2015 June 1
Annie Pang sends photographs of a European Paper Wasp and a crane fly, from Gorge Park, May 31. Jeremy Tatum writes: The wasp is a native of continental Europe – I believe it doesn’t occur in the British Isles, but I’d welcome confirmation of this. Although I can’t be sure (and we would welcome an expert opinion) the crane fly is probably also a European (including British) insect, Tipula paludosa. In Britain it is called “daddy long-legs” – a name that is generally used here for harvestmen or some types of spider. The larvae of crane flies are called leatherjackets.
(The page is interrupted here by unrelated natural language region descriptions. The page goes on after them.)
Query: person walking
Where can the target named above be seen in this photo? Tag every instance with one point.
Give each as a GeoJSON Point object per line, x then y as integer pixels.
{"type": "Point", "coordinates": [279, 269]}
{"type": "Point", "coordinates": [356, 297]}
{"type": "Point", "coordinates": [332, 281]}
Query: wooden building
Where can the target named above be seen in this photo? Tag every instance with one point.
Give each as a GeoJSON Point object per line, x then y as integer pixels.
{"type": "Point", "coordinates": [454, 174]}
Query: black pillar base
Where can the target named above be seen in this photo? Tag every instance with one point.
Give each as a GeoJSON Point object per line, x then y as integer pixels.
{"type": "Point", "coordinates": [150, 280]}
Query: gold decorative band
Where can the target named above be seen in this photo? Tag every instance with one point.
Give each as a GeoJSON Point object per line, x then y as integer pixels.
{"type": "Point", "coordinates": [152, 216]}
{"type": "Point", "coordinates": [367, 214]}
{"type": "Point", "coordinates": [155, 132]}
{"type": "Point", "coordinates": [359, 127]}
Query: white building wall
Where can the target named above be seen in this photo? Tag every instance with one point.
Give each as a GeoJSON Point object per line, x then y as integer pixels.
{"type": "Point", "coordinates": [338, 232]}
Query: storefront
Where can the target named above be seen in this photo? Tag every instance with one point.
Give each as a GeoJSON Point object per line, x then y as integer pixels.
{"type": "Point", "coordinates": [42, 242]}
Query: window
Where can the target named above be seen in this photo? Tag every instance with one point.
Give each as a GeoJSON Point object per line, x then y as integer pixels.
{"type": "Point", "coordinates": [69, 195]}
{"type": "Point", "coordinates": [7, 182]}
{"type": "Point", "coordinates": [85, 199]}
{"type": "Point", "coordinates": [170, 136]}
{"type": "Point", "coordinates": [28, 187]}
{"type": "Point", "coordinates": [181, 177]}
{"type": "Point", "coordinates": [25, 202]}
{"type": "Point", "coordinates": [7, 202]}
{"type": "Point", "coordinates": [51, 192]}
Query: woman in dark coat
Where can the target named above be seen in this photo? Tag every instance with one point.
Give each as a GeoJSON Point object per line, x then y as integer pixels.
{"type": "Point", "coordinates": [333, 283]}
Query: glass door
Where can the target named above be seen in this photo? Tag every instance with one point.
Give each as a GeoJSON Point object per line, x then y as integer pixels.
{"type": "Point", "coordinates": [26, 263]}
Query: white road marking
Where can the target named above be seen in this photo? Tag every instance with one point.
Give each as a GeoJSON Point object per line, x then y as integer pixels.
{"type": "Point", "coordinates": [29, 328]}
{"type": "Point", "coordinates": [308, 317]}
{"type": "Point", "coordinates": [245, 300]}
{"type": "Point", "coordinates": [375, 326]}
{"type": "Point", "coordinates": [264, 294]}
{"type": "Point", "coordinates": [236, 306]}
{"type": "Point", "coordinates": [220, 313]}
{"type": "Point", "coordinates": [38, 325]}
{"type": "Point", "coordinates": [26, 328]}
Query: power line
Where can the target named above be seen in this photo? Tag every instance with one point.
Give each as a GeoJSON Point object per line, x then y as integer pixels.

European Paper Wasp Polistes dominula (Hym.: Vespidae) Annie Pang
Tipula sp. probably paludosa (Dip.: Tipulidae) Annie Pang
Ken Vaughan writes: I had a chance to wade around a bit at the Beaver Lake Retriever
Ponds on Saturday May 30. Activity for odes is picking up. The first picture, although not a great one, is of an American Emerald (Cordulia shurtleffii). Second sighting for me, first picture. The second is of a teneral female Blue Dasher (Pachydiplax longipennis). The third is a male Tule Bluet (Enallagma carunculatum). Lots of activity with many Four-spotted Skimmers, Blue-eyed Darners and Cardinal Meadowhawks present.
Jeremy Tatum shows two micro moths. The first was sitting on my bedroom window a few nights ago. It was identified for me by Eric LaGasa as the Skunk Moth. The caterpillar has been recorded as feeding on fungi. Authors differ a little as to which Family to place it in, and so I am playing safe and listing it under its Superfamily
(-oidea). I reared the second from Rosa nutkana. It is one of several look-alike tortricids (Choristoneura, Pandemis, etc.) which are best told apart from the costal fold in the male. This one is without costal fold and therefore a female and therefore probably best left unidentified.